As at June, 2006, the Corporation had 52,307,274 shares outstanding and 4,312,318 stock options outstanding. As at August 8, 2006, the Corporation has 52,517,607 shares outstanding and 4,221,985 stock options outstanding. During the period from June 30, 2006 until August 8, 2006, 210,333 common shares were issued on the conversion of employee stock options and 120,000 new stock options were issued.

Commodity Price Risk Management

The Corporation makes use of specific commodity hedging instruments that serve two primary business objectives. The first objective is to reduce the variability in cash flows from fluctuations in product prices to ensure a source of funding for the 2006 and 2007 capital program. The second objective is to fix the rate of return on capital invested in the gas prone resource projects. The Board of Directors has approved a policy permitting management to hedge up to a fixed percentage of budgeted corporate production.

Duvernay has entered into all hedging transactions with the same party that the commodity is physically sold to, avoiding the need to provide credit in the event that the hedges are at prices below prevailing prices.
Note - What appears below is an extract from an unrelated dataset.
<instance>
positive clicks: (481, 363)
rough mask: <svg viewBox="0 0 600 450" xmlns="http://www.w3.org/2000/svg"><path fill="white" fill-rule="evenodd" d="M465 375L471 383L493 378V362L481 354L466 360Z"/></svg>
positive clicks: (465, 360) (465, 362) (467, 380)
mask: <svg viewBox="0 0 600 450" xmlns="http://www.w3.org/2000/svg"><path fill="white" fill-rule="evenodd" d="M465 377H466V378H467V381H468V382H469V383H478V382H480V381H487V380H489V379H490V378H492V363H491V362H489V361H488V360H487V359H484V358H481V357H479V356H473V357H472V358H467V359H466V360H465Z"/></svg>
The most significant risk with the commodity hedges is that the prevailing product prices are higher than those committed to in the hedging contract. The Corporation partially mitigates this risk by including collars in its hedging portfolio. A less significant risk relates to the Corporation's ability to supply the production at future dates. This risk is managed by keeping the percentage of total budgeted production below 25% and by entering into the hedging contracts at multiple delivery points.

During the second quarter or 2006, the Corporation's Petroleum and Natural gas sales of $61.2 million included realized hedging gains of $4.1 million. At June 30, 2006 Duvernay assessed the prevailing market value of similar contracts to those that were unsettled at June and has estimated net proceeds from settling these instruments to be approximately $5.6 million. Financial Statement note 6 "Commodity Price Risk Management" provides further details.